In the meantime, you can clean your diet up, if it isn't already.

sta63bmx
03-18-2005, 09:56 AM
I will second the hernia repair, since they only get worse. I had an inguinal repair, and I was back doing everything like you're doing (riding a bike, cardio, light exercise) in a matter of weeks. here's a thread on mroe serious stuff...

http://www.powermagonline.com/cgi-bin/ultimatebb.cgi?ubb=get_topic&f=4&t=000482

We are talking about SERIOUS powerlifting here. The kind of things you want to do, you will probably be back in no time flat.
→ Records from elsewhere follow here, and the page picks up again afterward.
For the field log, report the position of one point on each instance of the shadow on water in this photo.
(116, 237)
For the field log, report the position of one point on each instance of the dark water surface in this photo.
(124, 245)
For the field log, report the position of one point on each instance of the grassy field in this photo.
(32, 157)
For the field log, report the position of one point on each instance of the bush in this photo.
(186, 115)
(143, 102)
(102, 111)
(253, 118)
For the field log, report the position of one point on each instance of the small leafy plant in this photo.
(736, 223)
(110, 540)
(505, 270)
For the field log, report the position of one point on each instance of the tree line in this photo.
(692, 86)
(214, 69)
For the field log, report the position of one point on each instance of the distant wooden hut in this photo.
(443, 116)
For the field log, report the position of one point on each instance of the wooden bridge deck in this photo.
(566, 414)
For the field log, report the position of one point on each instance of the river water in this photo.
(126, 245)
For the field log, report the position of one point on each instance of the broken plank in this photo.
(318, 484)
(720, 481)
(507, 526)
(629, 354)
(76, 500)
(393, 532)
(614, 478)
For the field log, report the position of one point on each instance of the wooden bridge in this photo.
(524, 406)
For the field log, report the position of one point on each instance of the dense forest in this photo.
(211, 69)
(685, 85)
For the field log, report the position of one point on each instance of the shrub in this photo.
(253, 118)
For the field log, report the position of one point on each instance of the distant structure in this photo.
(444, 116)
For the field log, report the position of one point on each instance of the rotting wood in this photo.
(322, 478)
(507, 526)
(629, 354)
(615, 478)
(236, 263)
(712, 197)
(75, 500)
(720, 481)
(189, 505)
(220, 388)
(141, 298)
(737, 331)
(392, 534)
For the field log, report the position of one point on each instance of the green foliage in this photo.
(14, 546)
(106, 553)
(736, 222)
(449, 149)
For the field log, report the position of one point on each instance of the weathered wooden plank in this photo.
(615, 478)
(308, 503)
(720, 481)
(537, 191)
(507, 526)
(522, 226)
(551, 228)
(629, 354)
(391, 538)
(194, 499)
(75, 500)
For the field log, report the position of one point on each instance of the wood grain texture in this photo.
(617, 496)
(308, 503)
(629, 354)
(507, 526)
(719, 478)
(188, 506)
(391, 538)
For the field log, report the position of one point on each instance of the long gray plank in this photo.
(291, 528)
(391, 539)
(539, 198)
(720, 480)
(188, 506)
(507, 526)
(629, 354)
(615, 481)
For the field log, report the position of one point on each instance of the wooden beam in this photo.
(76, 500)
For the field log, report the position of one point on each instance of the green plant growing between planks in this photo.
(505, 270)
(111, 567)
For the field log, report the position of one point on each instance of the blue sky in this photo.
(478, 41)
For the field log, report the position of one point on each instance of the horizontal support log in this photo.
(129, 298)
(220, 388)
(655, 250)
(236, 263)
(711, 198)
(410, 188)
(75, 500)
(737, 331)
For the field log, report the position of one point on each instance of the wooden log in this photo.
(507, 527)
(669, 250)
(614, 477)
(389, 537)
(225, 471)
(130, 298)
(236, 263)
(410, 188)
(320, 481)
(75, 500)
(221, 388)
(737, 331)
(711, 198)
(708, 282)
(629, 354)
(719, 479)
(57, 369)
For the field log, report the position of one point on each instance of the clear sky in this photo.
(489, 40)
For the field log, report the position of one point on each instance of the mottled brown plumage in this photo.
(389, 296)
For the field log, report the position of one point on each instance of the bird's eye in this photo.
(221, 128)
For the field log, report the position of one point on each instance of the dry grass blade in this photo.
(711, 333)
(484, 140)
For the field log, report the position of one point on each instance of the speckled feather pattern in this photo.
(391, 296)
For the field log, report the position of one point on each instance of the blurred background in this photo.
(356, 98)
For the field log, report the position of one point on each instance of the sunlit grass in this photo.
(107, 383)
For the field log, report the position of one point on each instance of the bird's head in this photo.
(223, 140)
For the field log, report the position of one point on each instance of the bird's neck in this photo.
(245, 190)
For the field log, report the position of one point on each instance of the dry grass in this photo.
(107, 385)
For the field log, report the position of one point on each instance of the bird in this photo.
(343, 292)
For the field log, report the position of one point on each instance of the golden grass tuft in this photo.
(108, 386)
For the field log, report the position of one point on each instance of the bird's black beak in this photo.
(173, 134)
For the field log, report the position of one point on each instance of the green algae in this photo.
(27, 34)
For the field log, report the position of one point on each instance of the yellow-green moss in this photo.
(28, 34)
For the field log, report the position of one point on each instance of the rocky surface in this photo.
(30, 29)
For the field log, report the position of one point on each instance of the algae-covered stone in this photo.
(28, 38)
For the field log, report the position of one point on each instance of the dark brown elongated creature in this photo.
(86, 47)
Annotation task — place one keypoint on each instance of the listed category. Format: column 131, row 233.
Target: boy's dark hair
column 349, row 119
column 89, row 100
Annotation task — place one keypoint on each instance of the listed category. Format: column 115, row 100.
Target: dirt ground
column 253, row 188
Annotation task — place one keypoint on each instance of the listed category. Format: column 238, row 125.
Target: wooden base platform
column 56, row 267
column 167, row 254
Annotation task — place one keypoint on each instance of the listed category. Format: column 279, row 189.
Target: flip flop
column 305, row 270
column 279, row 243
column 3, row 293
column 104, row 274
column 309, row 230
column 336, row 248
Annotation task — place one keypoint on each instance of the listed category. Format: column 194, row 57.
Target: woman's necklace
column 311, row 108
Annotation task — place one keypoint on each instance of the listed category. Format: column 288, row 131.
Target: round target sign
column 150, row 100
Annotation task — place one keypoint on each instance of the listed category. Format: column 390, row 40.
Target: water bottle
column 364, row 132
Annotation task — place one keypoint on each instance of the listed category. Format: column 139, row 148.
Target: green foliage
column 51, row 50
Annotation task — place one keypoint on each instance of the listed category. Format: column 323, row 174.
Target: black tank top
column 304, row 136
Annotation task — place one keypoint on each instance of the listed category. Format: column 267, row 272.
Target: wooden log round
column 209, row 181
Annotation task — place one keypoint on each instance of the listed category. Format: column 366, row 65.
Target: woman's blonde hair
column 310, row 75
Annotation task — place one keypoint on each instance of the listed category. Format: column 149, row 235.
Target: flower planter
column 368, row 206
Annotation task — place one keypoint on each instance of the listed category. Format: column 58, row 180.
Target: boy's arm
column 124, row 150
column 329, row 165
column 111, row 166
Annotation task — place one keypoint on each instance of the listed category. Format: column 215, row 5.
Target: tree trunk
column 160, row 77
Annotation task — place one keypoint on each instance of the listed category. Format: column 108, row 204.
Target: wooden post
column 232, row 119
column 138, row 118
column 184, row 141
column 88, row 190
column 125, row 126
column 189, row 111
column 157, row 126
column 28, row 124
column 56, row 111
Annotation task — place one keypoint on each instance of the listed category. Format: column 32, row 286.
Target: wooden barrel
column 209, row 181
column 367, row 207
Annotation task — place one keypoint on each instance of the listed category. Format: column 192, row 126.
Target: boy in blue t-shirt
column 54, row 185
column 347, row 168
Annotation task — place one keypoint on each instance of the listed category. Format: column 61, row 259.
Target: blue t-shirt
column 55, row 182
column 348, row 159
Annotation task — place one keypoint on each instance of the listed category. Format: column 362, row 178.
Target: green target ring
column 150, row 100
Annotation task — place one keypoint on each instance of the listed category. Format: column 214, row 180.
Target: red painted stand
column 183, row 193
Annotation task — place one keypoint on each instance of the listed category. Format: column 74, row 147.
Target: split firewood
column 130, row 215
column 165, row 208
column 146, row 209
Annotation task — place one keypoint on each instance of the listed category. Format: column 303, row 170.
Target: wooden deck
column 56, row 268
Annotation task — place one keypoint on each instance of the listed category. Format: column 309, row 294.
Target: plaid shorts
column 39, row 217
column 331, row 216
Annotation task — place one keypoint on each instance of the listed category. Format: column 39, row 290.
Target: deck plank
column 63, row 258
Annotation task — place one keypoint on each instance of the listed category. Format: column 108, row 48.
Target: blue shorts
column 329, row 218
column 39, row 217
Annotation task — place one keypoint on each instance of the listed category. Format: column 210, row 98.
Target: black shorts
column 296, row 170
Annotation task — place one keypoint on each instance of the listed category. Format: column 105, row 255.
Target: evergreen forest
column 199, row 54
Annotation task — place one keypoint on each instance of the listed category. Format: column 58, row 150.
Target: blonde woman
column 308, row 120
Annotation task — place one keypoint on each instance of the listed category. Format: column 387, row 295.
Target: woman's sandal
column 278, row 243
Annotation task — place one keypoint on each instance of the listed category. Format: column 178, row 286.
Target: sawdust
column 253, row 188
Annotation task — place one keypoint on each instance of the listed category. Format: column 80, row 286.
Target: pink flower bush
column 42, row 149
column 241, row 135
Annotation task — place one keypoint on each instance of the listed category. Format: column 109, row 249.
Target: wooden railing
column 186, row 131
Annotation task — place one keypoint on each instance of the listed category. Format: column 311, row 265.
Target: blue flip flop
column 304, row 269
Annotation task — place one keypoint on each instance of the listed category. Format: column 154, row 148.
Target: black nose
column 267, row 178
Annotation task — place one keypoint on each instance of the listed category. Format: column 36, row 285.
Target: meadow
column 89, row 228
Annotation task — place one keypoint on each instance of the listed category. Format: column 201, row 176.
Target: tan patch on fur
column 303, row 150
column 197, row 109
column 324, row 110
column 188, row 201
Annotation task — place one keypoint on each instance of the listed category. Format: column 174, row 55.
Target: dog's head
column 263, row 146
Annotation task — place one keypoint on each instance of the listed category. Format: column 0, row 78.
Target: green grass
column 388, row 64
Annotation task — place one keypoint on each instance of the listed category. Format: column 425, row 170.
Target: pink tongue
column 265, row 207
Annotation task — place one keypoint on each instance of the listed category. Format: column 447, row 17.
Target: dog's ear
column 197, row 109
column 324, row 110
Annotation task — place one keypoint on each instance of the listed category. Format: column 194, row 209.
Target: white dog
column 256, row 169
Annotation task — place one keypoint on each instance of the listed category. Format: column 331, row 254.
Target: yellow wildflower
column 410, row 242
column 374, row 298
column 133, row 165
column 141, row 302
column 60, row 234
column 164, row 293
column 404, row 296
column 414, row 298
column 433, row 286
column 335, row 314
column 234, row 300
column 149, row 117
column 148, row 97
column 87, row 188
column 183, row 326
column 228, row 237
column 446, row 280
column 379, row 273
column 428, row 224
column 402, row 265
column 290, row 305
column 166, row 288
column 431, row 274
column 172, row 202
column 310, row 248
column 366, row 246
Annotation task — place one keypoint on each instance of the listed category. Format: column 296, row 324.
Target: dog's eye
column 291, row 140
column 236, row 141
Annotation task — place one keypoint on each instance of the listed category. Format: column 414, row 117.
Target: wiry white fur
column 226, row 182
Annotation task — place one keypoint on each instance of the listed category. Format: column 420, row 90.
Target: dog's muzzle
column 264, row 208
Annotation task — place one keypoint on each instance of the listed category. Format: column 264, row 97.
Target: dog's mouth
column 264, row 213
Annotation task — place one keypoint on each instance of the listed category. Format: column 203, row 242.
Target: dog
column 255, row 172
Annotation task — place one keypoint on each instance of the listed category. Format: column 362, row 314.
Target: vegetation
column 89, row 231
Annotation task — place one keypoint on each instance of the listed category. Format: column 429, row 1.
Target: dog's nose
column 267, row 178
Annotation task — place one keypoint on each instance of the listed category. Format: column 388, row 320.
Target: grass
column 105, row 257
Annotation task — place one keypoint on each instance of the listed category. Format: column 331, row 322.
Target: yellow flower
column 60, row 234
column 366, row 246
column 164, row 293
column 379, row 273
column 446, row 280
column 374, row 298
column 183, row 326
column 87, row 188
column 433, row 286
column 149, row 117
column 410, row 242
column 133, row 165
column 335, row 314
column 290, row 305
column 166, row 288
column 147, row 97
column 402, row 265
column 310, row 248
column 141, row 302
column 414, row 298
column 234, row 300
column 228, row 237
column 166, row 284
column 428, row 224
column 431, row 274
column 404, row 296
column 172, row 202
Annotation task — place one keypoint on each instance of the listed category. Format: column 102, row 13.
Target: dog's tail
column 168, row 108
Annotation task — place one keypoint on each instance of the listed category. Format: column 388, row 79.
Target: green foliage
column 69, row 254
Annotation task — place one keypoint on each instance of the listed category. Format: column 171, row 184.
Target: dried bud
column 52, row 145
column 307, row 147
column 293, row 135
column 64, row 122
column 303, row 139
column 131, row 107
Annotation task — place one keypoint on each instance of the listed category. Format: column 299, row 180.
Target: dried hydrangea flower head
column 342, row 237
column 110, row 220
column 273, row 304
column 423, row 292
Once you fix it, I make sure to incorporate a lot of ab work all the time. Some hernias are genetic, and you may be predisposed to them, but you can definitely cheat the odds your way with a lot of ab work. /forum/images/graemlins/wink.gif

I would say that within a month after your surgery you'd be back running, doing whatever you're doing now. It won't be much time off, I swear. And you'll be ready to move forward into resistance training with a solid core. Good luck!

Faded
03-20-2005, 01:02 PM
Thanks for the backing guys but I have tried to have it fixed before and I got a fistula shortly after from the mesh they used, which is why I have a hernia now... they fixed the fistula and removed the mesh, and there is a hole in the abdominal wall. I've asked about trying again with the new bio-meshes they have and the response from 5 doctors has pretty much ranged from 10%-25% chance of success and a higher chance of coming out worst than I go in or having just slight improvement since they'd have to remove adhesions to my intestines (lots of scar tissue there). Best case it would take at least 3 months to recover, this is not a simple hernia that area has been sliced and diced to remove my cancer tumor and is full of scar tissue.

I was hoping there were some isolated things I could do to push my strength a little bit at least as I initially had the same conclusion about workouts without abs that you are telling me now. It's the main reason I haven't done any strength training, if putting any sort of real pressure on it could make the hernia worst I will just stick with my weight-loss diet that has already melted 40 pounds off and keep doing cardio. Thanks for the responses guys.